One of my friends held a dinner party a couple of weeks ago and I ended up sitting next to another keen reader. He listened indulgently to my pitch about why he should go and read Dorothy Dunnett right now, and then not only made a recommendation of his own but actually gave me the book there and then. I've always thought it's rather brave to do that after only a couple of hours' acquaintance, but since I'd also mentioned the whole Baroque opera side of things, he said he thought I'd click with this. And he was right. I picked it up the other night, when I had a little time before going to bed and, to my surprise, simply couldn't put the book down until I'd finished it. It isn't all that long - 184 pages - and its atmosphere draws you into an elegiac bubble of a world which is best savoured all in one go.

Andrew Peters is living a lie: even his name is a benign, well-intentioned, comforting lie. Born in Romania in 1930, he was called Andrei until he was seven, when his parents' fear over the growing Fascist regime led to him being smuggled out of a suffocating, terrifying country. Sent from Paris to London under the care of a train guard, he is handed over on Victoria Station platform into the care of his father's brother: the larger-than-life Rudolf. Famed as the star of the most popular operettas of the time - a scourge of ladies' hearts - a matinee-idol charmer with a splendid voice - Rudolf Peterson has already undergone the same transformation as his little nephew. He too has abandoned one past, as Rudi Petrescu, and created a future for himself, under a new, Anglicised name in a more hospitable climate. To young Andrei (swiftly rechristened Andrew), his uncle is the most dazzling of grown-ups: always full of incredible stories, always in demand, always fresh from some new scandalous seduction, but from the very first moment determined to place his shy, gauche, homeless little nephew at the centre of his world. And so Andrew grows up in the orbit of this charismatic man, overwhelmed by his glamour and exuberance, only gradually coming to realise the depth of pain underneath the glittering successes. For Rudolf's dream has always been to sing the great operas and oratorios - Mozart and Handel - not the lightweight fluffy operetta with which he has become so entangled. And yet he is doomed to be remembered for the genre he treats with scorn, and never to make his mark in the world he so desperately aspires to be part of. As Andrew grows up, he gains a better appreciation of the brilliant, troubled uncle who has taken him unquestioningly under his wing, and must also learn to face the truths of his own half-remembered childhood in Romania.

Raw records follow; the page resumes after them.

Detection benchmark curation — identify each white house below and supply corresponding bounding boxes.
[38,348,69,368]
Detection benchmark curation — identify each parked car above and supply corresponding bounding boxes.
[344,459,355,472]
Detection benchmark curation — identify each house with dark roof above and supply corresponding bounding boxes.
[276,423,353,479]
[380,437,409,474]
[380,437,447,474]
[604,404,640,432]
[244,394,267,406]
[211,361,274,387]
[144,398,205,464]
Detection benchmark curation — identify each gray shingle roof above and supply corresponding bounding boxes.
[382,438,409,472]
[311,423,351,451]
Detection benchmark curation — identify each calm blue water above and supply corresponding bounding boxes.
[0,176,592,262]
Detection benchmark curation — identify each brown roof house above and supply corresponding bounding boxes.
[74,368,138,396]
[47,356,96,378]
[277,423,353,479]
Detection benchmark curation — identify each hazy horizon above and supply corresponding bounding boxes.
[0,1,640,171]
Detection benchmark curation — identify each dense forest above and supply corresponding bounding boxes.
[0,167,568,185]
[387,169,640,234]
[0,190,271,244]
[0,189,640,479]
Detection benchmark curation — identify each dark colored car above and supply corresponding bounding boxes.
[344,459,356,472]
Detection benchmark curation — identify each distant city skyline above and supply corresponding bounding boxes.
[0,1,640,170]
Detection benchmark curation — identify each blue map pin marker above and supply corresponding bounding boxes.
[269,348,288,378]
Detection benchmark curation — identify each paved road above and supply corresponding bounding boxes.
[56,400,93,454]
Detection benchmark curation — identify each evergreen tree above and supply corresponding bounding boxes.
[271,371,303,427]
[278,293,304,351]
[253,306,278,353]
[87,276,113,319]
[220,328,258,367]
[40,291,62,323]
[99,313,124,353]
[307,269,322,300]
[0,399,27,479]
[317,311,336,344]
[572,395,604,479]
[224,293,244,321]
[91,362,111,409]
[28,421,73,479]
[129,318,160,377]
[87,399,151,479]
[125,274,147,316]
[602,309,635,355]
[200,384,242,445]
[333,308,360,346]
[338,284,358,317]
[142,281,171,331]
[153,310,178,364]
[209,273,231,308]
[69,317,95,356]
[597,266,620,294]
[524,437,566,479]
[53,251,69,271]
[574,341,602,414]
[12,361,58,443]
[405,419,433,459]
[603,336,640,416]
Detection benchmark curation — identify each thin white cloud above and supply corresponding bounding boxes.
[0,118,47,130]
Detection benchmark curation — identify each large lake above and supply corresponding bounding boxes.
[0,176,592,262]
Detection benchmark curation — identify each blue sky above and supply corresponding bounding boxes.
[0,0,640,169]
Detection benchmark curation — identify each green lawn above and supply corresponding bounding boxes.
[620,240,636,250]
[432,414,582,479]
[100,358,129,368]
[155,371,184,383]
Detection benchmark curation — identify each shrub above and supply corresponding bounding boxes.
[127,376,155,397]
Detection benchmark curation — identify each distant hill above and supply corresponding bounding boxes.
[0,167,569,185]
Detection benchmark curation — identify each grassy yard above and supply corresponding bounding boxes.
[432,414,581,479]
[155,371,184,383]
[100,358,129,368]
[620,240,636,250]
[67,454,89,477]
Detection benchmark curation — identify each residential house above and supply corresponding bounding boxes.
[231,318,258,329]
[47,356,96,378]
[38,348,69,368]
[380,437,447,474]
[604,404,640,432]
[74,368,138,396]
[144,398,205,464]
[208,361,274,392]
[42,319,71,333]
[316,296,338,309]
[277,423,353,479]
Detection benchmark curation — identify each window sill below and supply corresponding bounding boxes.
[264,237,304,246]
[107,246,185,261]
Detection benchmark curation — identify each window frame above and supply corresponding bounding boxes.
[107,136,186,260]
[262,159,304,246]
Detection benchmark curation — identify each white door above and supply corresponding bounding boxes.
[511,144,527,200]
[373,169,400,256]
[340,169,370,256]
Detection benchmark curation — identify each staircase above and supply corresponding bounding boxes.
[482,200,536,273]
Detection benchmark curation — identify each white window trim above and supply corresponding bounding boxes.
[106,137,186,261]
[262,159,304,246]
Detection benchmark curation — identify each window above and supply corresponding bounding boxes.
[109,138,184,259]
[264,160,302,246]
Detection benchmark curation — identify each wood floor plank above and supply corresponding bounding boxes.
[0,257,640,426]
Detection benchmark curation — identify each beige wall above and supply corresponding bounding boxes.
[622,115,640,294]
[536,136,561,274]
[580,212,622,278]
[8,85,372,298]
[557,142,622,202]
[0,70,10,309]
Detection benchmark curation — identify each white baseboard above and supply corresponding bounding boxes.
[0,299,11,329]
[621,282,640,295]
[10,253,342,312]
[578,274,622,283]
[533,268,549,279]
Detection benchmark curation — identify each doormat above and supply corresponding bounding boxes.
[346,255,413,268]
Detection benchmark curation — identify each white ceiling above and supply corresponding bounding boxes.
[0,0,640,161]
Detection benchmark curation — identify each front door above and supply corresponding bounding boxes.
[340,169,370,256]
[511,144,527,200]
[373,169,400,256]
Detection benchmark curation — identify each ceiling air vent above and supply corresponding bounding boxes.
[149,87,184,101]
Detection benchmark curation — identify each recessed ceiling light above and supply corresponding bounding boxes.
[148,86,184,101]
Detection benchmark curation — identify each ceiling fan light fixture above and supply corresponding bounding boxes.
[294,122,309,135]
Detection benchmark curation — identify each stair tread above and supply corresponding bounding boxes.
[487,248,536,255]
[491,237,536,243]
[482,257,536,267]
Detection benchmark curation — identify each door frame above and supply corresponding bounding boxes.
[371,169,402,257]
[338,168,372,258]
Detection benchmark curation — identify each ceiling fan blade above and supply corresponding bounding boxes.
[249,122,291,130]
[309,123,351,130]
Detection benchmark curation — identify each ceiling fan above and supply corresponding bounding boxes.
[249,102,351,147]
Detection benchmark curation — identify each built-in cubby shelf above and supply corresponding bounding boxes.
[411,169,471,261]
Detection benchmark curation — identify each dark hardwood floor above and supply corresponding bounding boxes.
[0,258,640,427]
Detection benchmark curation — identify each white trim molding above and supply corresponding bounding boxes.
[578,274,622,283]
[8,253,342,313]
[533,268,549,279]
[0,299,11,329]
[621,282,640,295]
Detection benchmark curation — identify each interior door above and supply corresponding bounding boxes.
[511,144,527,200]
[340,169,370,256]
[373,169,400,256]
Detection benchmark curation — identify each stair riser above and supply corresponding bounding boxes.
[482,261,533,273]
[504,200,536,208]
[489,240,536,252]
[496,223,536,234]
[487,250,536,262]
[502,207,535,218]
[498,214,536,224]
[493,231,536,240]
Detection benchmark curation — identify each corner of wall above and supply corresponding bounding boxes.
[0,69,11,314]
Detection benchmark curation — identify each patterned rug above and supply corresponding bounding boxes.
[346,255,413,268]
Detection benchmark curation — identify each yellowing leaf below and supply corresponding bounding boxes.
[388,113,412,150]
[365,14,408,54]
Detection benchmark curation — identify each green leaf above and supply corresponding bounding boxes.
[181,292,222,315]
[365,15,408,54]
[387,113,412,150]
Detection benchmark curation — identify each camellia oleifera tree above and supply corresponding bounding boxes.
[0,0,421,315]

It is a heartbreaking little book. It is so short and so exquisitely written that I can't say much more: it's the kind of thing you have to quietly discover for yourself. It's a story about displacement, about being forever unable to possess the thing you long for, and about the way that we interact with our pasts and shape our presents. But it's also about the way that certain adults can captivate us as children: the gift they have for bringing magic into real life and making even the mundane into a thrilling kind of adventure. Its two protagonists have both, in very different ways, been forced to accept that they can never be who they want to be and they have both chosen the path of resignation: secrets, old wounds and enduring sadness. Bailey's writing is perfectly-judged, evoking all the inward pain of things left undone, unachieved, unsaid. There is something about its poised, perfect irresolution that reminded me slightly of The Remains of the Day.

Having said that, I can well imagine there might be some people who don't like it. It is character-driven and skips around through memory as the elderly Andrew looks back over his life: it's a kaleidoscope of life rather than a neat progression. And there are elements which might make some people feel a little uncomfortable. But if you abandon yourself to its gentle wit, to its subtle nostalgia and eloquent regret, it's a treasure. It seems that my neighbour at that dinner party judged me well. And if you finish this book without a slight tear in your eye then you're a stronger person than me.